In 1836 he married Jane Charles, the granddaughter of Thomas Charles (1755–1814), a prominent Calvinistic Methodist minister. Their son Thomas Charles Edwards became the first principal of the University College of Wales, Aberystwyth.

He died on 19 July 1887, and was buried in Llanycil churchyard near the grave of his grandfather-in-law Thomas Charles.

==Influence==
Edwards may fairly be called one of the makers of modern Wales. Through his hands there passed generation after generation of preachers, who carried his influence to every corner of the principality. By fostering competitive meetings and by his writings, especially in Y Traethodydd, a quarterly magazine which he founded in 1845 and edited for ten years, he did much to inform and educate his countrymen on literary and theological subjects. A new college was built at Bala in 1867, for which he raised £10,000. His chief publication was a noteworthy book on the doctrine of the Atonement, cast in the form of a dialogue between master and pupil; the treatment is forensic, and emphasis is laid on merit. It was due to him that the North and South Wales Calvinistic Methodist Associations united to form an annual General Assembly; he was its moderator in 1866 and again in 1876. He was successful in bringing the various churches of the Presbyterian order into closer touch with each other, and unwearying in his efforts to promote education for his countrymen.

==Publications==
Edwards was closely involved with several magazines and periodicals. He was editor of Yr Esboniwr and assistant editor of Y Geiniogwerth. In 1845 he founded Y Traethodydd together with Roger Edwards and Thomas Gee.

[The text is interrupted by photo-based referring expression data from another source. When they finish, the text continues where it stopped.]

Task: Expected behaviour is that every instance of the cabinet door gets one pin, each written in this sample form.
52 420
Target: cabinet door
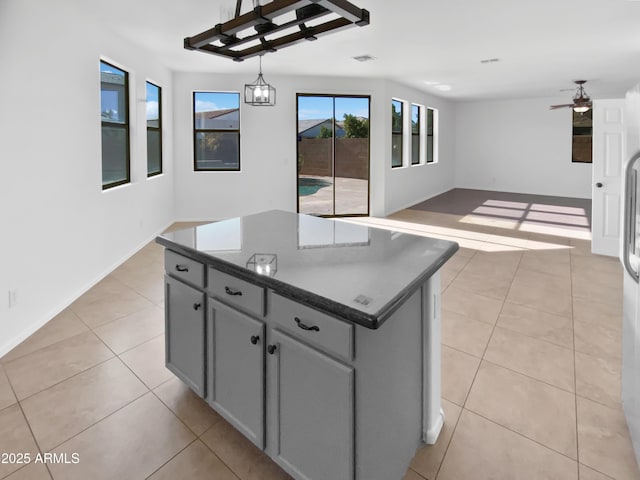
314 411
185 334
238 370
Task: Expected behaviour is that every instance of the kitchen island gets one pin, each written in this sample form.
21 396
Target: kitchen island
318 339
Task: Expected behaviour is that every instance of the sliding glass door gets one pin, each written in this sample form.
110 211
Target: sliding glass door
333 155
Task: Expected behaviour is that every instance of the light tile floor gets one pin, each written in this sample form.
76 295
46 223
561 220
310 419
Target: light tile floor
531 373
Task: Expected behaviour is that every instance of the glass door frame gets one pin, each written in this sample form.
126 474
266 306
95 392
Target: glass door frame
333 152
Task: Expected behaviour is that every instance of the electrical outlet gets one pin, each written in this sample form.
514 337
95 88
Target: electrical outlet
13 298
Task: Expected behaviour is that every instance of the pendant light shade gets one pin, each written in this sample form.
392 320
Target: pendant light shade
259 93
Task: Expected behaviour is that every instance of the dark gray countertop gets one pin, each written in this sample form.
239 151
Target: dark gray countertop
357 273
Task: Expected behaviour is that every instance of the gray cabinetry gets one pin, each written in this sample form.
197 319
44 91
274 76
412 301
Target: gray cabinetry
185 333
237 374
314 411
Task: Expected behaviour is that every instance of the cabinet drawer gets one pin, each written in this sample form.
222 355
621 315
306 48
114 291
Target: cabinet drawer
326 332
186 269
234 291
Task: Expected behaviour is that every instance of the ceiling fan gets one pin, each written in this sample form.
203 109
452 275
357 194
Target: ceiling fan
581 101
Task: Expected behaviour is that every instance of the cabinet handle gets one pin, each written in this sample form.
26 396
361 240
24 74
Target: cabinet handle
231 291
313 328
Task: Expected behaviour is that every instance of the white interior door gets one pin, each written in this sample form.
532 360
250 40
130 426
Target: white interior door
609 152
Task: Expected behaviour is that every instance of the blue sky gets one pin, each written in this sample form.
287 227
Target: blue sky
207 101
312 108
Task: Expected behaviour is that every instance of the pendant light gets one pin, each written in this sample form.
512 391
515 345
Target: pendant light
259 93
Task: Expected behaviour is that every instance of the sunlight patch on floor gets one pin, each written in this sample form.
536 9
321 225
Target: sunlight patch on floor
467 238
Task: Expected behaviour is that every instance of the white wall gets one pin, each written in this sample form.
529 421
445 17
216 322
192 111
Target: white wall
518 146
411 184
267 178
60 232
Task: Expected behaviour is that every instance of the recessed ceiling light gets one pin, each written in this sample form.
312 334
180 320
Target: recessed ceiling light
364 58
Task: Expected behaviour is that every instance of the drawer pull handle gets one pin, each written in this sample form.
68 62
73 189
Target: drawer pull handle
314 328
231 291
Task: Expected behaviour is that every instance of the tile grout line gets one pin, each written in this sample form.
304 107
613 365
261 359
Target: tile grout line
63 380
472 382
26 420
575 373
215 454
172 457
547 447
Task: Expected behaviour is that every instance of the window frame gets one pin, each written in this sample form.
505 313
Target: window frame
211 130
125 126
400 133
420 134
158 129
431 139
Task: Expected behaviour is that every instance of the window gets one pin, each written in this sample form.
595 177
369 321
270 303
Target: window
416 137
114 112
397 121
432 135
582 145
154 129
216 133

His published books included:
- Athrawiaeth yr Iawn
- Traethodau Llenyddol
- Traethodau Duwinyddol
- Hanes Duwinyddiaeth
- Person Crist

Edwards wrote several influential essays, including:
- Schools of languages for the Welsh (1849)
- Revisers of hymns (1850)
- Goethe (1851)
- Welsh poetry (1852)
- Goronwy Owen (1876)

He translated several English hymns into Welsh.